Pre-hospital critical care is not available through the NHS. Our local air ambulance charity - which does provide critical care – does not operate 24 hours a day. So what happens if somebody is seriously ill in Bristol, Bath and North East Somerset, Somerset, Wiltshire, Gloucestershire and South Wales when other services are not able to help? Bravo Medics steps in. The South Western Ambulance Service has declared a critical incident. Ambulance wait times are the highest on record and continue to rise.Everyone we respond to is at imminent risk of death. Ambulances transport patients to the hospital, but in the most severe cases such as a cardiac arrest, waiting is too late.
£3000 could fund the costs of 14 emergency responses this year. Our five volunteers work full time for the NHS as Critical Care Consultants and are on call to drive on blue lights in their spare time, unpaid. Last year we saw a 75% increase in call-outs. The current social and economical climates are having a severe effect; we are seeing an increase in violent attacks, stabbings, shootings and suicides amounting to more than one in every 10 responses. The Ambulance Service dispatches our Consultants via mobile phone, when somebody is at imminent risk of death or will not survive the journey to hospital.
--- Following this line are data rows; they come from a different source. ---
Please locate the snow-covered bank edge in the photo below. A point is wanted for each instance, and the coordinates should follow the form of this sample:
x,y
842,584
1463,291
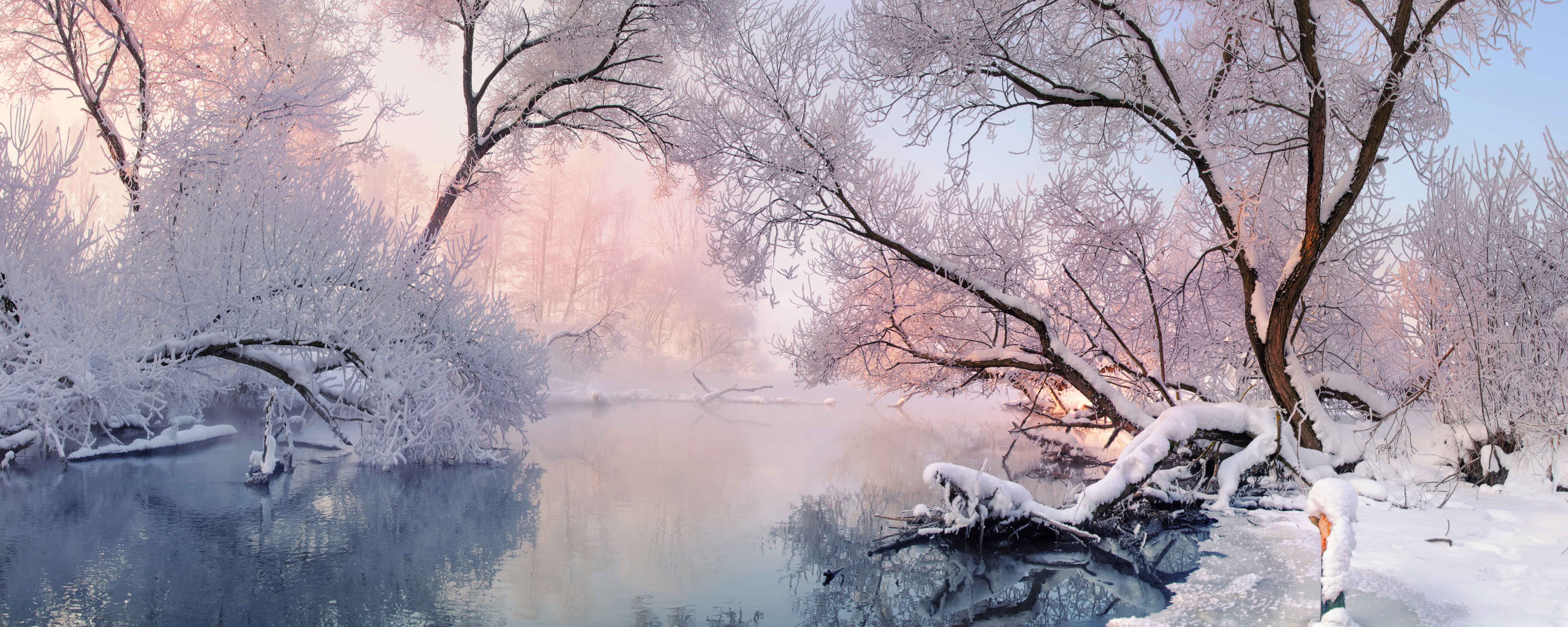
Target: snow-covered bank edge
x,y
1506,567
168,438
571,393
We are a registered charity governed by a board of Trustees. We are accredited by the British Association for Immediate Care. We are independent of the NHS and statutory services and fill a community support gap. Other similar services are delivered by GPs or doctors, rather than consultants so we provide the highest level of care often supporting other services. As a result of our work, we were awarded the Bath and North East Somerset Council’s Volunteer Team of the Year Award in November 2022. 90% of people we treat survive to hospital. Around one in four would die or suffer life-changing injuries without us.
Fuel | £283 |
Vehicle costs | £490 |
Insurance, equipment servicing and consumables (medicines, tyres, etc) | £927 |
Equipment, uniforms, PPE | £1,300 |
200 people
We have just started to carry freeze-dried blood products for blood transfusions. We are the first voluntary BASICS scheme in the country to do so. We also provide surgery, anaesthesia, sedation, advanced pain relief and medicines only available in hospital. Our responders accompany patients to hospital to ensure effective treatment and a smooth handover. At times when it is sadly evident a patient will not survive, the responder would advise paramedics to stop treatment and reassure families that their loved one received the same care they would have in hospital. More than one in every three call outs are to people in cardiac arrest, of which more than half are people aged under 50 (31% babies and children). More than 30,000 cardiac arrests occur in our communities every year in the UK but only 1 in 10 people survive. More than one in three people we treat in cardiac arrest survive to hospital.
Ambulance control woke our volunteer responder in the early hours one morning. A lady had found her partner, a man in his 20s, not breathing. When the paramedics had arrived, they realised his heart wasn't beating. Our Responder used a grant-funded LUCAS mechanical chest compressor to deliver more-effective CPR. We also passed a tube into the patient's windpipe, aided by a video laryngoscope. This allowed oxygen to pass into the man's lungs. The patient's heart then started to beat weakly. Our Responder used strong medications to support the beating. He accompanied him to hospital in the ambulance, closely monitored him and gave anaesthetic medications to protect his brain. After a long hospital stay, the man returned home to his normal life.